5/16/08

"Tasting the Bounty"

The New York Times wrote about San Francisco's farmer's markets today:
Nearly every day year-round, there is a farmers’ market to check out, offering not only plenty to taste and buy, but sights, sounds and people-watching. Even if it’s not practical to construct a perfect salad back at the hotel room or tote heirloom tomatoes home on an airplane, the markets of San Francisco are worth visiting as a spectacle in themselves.

The markets come into their full glory starting in May, with the arrival of stone fruits like cherries, peaches and pluots — a juicy cross between a plum and an apricot — adding to seasonal vegetables and the year-round fare of olive oil, organic honey, goat and cow’s milk cheese, greens, walnuts, beef and more.
Did you not know what a pluot is?

I find the nicest farmer's markets to be a little too crowded for me, and the not-so-nice ones to be a inferior to my corner market. But they really are all over town--including the one downtown (mentioned later in the article), where my friend Emma's son sells artisan bread. And I just learned my current employer, UC San Francisco, has a farmer's market on campus every Wednesday. So I will have to check that out for for you. I mean me. I mean us.

I was esp. gratified to see farmer's market in my neighborhood mentioned--where, as the article leaves unmentioned, you can buy live chickens for your own home slaughtering:
At 7:30 a.m. on a spring Saturday, clusters of Chinese shoppers were already jostling for the freshest bok choy and choy sum at the market on Alemany Boulevard. Others headed for Maria del Carmen Flores’s grilled pupusas, a tasty El Salvadoran corn cake filled with beans and cheese. Danny Grossman, a shopper, discussed his morning finds — a bouquet of rainbow-stemmed chard for $1, organic strawberries for $3 a pint.

If the Ferry Plaza is the prince of the city’s markets, displaying its produce like buffed jewels, Alemany is its down-home uncle — a place where a panoply of fresh food and flowers are sold in a bustling parking lot. “No porcini ravioli here,” Mr. Grossman said. “There’s still dirt on the leaves.”

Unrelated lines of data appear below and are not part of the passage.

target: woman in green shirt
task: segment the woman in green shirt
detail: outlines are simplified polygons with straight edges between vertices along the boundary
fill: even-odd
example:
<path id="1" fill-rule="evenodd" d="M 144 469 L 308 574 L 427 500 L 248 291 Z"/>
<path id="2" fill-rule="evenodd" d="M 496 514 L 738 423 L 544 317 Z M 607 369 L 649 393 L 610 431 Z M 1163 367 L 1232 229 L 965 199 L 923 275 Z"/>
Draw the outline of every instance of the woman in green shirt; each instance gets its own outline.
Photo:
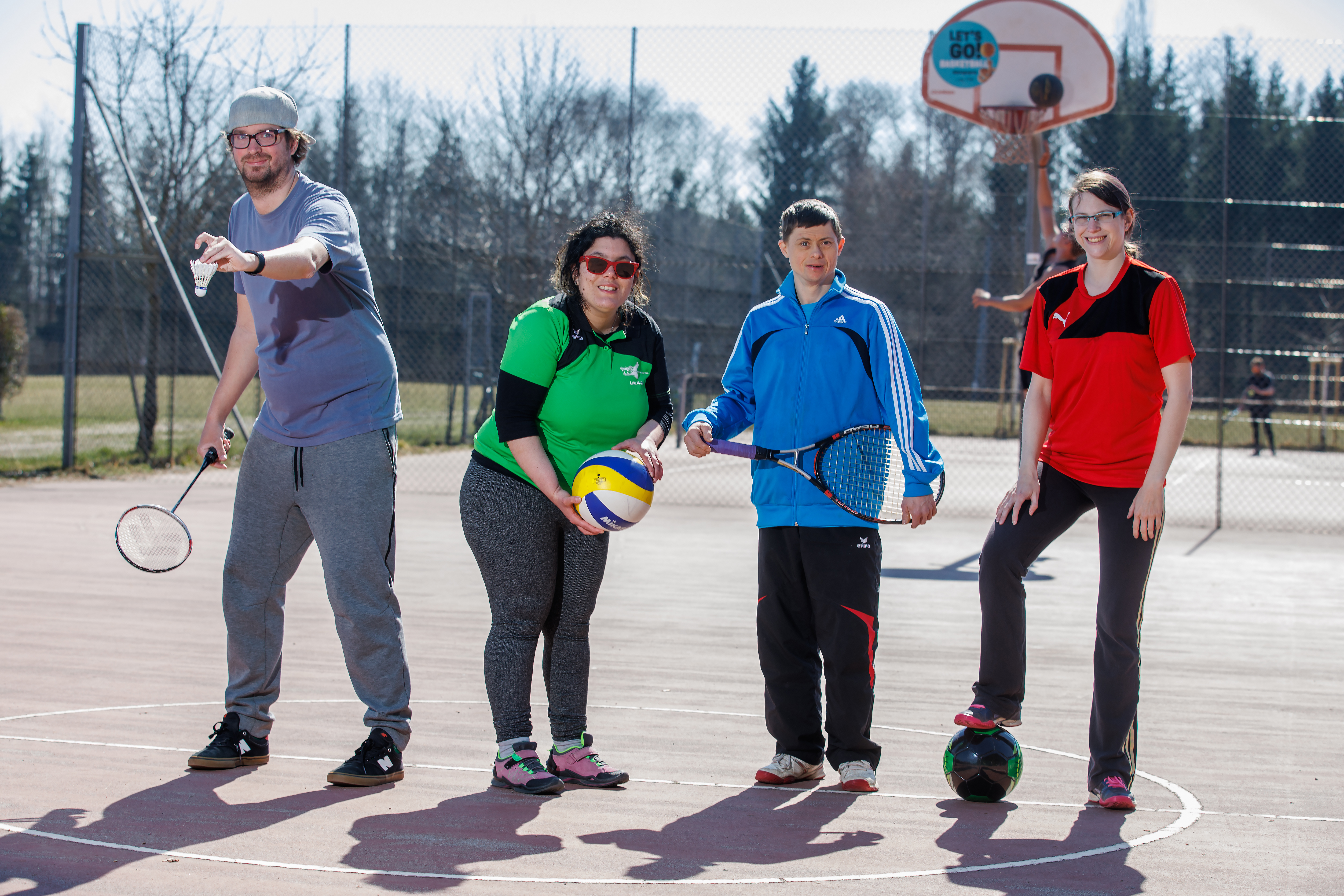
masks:
<path id="1" fill-rule="evenodd" d="M 645 244 L 636 222 L 610 212 L 569 235 L 555 261 L 558 294 L 509 325 L 496 410 L 462 478 L 462 532 L 491 600 L 485 689 L 496 787 L 550 794 L 566 780 L 629 780 L 598 759 L 585 731 L 589 617 L 610 536 L 578 514 L 569 489 L 583 461 L 613 447 L 663 476 L 672 396 L 663 334 L 640 308 Z M 554 740 L 544 767 L 530 705 L 539 634 Z"/>

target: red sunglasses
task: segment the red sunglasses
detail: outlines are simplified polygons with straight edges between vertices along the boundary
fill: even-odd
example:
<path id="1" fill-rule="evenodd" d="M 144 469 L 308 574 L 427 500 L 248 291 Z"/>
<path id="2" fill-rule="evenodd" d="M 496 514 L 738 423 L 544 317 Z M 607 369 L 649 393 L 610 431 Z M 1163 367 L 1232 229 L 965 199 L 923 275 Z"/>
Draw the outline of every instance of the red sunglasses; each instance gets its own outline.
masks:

The scene is San Francisco eclectic. As sweatpants-clad shoppers mingled, the Prairie Rose Band, its lead singer dressed in cow-pattered fake fur chaps, twanged bluegrass tunes on a banjo and fiddle. Patrons in knit caps joined impromptu drum circles. Asian grandmothers stared at a tattooed man with a giant iguana on his bicycle handlebars. Hand-painted murals of produce, flowers and the Buddha adorned the selling stalls.
As much as I enjoy reading about San Francisco--and Bernal Heights--in the New York Times, I want to say the most amazing farmer's market that I have ever been to was not in San Francisco, but in Portland, Oregon at the state university. What a sight that was!

3 comments:

Frances, said...

I would love to join in a drum circle! I have a knit hat.
Frances

chuck b. said...

You do? That is very San Francisco of you.

Anonymous said...

I have 4 different pluots and an aprium in my back yard.